In conferenza stampa, Palla ha detto parole chiare: “La Deutsche Bahn deve cambiare. Deve diventare più chiara, più coraggiosa, più veloce. E noi la cambieremo“. Il governo tedesco non si limita agli annunci ma ha stanziato oltre 100 miliardi per le infrastrutture ferroviarie entro il 2029, e una parte del fondo speciale da 500 miliardi, approvato con la riforma del freno al debito, sarà dedicata proprio ai trasporti su rotaia. Di più, i bonus dei dirigenti saranno legati direttamente alla puntualità dei treni. Non è una rivoluzione, piuttosto una semplice gestione. E anche seria.

Per paradosso, in Italia accade il contrario: l’alta velocità – nonostante tutto – è considerata un’eccellenza mondiale, frutto di una liberalizzazione che ha prodotto concorrenza e qualità. Il mercato funziona, lo Stato no: le ferrovie regionali – quelle vere, quelle dei pendolari – sono invece un inferno quotidiano.

I treni sono in ritardo, sporchi, sovraffollati. I guasti vengono riparati solo quando il treno è già fermo. La manutenzione preventiva è un concetto sconosciuto. Gli annunci si sprecano, le inaugurazioni pure, ma i passeggeri vivono sulla loro pelle la realtà di ritardi sistemici dove nessuno voglia metterci mano.



Il ministro dei Trasporti – chiunque sia, oggi o domani – appare e scompare come un fantasma. Nessun piano industriale, nessun vincolo di responsabilità, nessuna idea chiara sul da farsi. È tutto lasciato al caso, o al consenso. E nel frattempo, chi ha talento e visione se ne va. Evelyn Palla non è un’eccezione anzi, è l’esempio di un’Italia che funziona solo quando smette di essere gestita all’italiana.

E Palla non è sola. Prendiamo un altro caso emblematico: quello di Mauro Ferrari, scienziato italiano di fama internazionale, chiamato a guidare il Consiglio Europeo della Ricerca nel 2020. Laureato in Italia, ha costruito la sua carriera negli Stati Uniti diventando uno dei massimi esperti mondiali di nanotecnologie applicate alla medicina. Eppure, nel nostro Paese, il suo nome è quasi sconosciuto. L’abbiamo ignorato quando avrebbe potuto contribuire in modo decisivo alla ricerca italiana, specialmente in ambito biomedico. All’estero, invece, lo hanno scelto per guidare uno dei più prestigiosi enti di ricerca al mondo. Poi, certo, le vicende politiche e burocratiche europee lo hanno fatto dimettere poco dopo – ma resta il fatto: non è stata l’Italia a cercarlo, a valorizzarlo, a coinvolgerlo. Semplicemente, non c’è spazio per chi ha troppa competenza e troppa indipendenza.

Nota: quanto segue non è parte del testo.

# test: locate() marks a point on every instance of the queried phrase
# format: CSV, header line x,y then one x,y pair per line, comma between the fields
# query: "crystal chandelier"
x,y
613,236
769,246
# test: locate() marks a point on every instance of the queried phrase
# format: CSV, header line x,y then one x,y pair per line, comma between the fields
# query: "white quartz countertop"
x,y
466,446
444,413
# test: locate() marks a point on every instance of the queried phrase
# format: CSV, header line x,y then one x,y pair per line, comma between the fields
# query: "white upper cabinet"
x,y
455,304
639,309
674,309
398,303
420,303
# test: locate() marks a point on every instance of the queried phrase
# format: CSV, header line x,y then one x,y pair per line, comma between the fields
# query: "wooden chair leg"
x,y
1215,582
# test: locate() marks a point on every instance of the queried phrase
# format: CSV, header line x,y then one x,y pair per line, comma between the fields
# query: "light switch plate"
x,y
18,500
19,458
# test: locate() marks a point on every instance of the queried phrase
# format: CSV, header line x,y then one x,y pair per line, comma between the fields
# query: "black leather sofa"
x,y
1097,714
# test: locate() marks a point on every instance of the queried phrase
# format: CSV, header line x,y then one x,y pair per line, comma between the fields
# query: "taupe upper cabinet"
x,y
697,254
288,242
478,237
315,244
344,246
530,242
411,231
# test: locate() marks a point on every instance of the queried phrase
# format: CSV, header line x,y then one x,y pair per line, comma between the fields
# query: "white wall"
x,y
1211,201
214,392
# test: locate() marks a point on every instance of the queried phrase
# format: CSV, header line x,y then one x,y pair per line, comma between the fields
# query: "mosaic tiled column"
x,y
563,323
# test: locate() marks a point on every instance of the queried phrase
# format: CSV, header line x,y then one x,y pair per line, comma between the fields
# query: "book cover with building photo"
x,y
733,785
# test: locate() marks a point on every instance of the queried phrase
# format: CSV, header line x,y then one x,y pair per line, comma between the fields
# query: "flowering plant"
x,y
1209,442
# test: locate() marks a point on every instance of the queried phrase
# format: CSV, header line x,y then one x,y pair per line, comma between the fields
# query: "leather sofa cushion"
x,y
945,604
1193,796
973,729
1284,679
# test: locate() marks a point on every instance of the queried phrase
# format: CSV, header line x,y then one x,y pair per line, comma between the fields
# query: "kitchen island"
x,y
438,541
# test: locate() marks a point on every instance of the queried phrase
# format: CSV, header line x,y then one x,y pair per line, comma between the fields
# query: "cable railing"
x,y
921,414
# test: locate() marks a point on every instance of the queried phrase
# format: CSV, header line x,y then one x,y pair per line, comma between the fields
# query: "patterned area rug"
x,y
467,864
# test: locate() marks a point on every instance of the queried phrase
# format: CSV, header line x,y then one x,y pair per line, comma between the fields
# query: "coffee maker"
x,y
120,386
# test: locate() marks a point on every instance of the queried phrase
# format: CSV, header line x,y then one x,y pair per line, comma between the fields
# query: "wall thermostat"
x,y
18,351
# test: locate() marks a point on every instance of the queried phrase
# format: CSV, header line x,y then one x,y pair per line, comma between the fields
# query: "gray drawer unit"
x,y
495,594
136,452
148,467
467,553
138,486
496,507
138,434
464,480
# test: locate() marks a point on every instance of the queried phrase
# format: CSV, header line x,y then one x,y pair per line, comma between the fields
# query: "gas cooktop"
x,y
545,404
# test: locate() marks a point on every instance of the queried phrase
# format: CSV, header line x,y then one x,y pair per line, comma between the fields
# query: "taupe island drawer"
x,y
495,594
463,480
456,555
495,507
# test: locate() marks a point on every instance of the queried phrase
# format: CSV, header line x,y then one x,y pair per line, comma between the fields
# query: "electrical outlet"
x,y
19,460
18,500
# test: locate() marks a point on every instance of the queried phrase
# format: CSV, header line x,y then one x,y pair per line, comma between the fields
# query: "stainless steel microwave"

All’estero c’è ancora chi sceglie i dirigenti pubblici in base ai risultati. Da noi si preferisce chi ha i contatti giusti. In Germania, per rimettere in piedi una macchina inceppata, hanno promosso chi ha fatto funzionare l’unico pezzo ancora efficiente. Da noi si premia chi sa dire che è colpa di qualcun altro.

Il treno del cambiamento in Italia passa raramente. E quando passa, è in ritardo. O guasto. O soppresso. La lezione tedesca – e non solo – ci insegna che i problemi si risolvono scegliendo chi li sa affrontare, non chi li racconta meglio.

E finché in Italia non torneremo a credere che la competenza conta più della propaganda, continueremo a perdere i treni migliori. E i passeggeri migliori.